Distribution-Informed Adaptation for kNN Graph Construction
This work addresses a domain-specific problem for machine learning practitioners using kNN graphs, offering an incremental improvement by adapting k-values based on data distribution.
The paper tackles the problem of conventional kNN graphs using a unified k-value, which hinders performance on ambiguous samples along decision boundaries, by proposing DaNNG, a distribution-informed adaptive method that improves accuracy and generalization, as shown through evaluations on benchmark datasets where it outperforms state-of-the-art algorithms.

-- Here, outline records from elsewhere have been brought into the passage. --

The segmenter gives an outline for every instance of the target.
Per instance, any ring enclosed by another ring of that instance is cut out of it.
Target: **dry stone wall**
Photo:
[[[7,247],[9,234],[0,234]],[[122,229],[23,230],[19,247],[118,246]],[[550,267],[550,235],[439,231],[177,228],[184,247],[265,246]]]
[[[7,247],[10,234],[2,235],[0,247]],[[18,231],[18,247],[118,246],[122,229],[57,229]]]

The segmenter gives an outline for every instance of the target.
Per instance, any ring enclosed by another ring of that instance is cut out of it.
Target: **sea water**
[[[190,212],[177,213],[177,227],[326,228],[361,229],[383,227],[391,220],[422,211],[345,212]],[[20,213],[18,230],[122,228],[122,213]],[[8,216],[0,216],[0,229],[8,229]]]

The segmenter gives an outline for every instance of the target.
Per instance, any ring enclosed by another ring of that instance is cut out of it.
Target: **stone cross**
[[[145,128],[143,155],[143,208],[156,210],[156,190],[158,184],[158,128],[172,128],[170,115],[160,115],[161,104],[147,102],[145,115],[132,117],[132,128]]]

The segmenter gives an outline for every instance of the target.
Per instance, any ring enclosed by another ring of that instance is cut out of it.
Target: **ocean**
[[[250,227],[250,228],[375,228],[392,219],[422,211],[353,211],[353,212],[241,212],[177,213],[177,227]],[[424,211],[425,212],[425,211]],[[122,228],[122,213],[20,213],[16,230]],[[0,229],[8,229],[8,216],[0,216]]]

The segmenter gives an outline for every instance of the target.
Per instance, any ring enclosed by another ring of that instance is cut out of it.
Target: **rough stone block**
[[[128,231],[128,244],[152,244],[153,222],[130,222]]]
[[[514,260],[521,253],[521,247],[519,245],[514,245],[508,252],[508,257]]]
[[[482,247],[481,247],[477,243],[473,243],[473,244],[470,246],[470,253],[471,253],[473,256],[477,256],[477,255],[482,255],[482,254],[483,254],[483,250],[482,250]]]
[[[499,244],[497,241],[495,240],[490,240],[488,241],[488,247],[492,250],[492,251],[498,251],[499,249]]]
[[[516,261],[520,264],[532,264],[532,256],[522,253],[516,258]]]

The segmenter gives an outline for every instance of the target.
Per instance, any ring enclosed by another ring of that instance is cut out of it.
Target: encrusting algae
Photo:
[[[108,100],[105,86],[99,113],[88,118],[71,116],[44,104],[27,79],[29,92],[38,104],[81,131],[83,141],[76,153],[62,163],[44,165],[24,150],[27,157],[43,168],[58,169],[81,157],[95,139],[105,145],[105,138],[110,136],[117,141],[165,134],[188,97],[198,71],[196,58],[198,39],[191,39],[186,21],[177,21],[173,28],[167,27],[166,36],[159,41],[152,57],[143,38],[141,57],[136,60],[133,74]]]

Graph-based kNN algorithms have garnered widespread popularity for machine learning tasks due to their simplicity and effectiveness. However, as factual data often inherit complex distributions, the conventional kNN graph's reliance on a unified k-value can hinder its performance. A crucial factor behind this challenge is the presence of ambiguous samples along decision boundaries that are inevitably more prone to incorrect classifications. To address the situation, we propose the Distribution-Informed adaptive kNN Graph (DaNNG), which combines adaptive kNN with distribution-aware graph construction. By incorporating an approximation of the distribution with customized k-adaption criteria, DaNNG can significantly improve performance on ambiguous samples, and hence enhance overall accuracy and generalization capability. Through rigorous evaluations on diverse benchmark datasets, DaNNG outperforms state-of-the-art algorithms, showcasing its adaptability and efficacy across various real-world scenarios.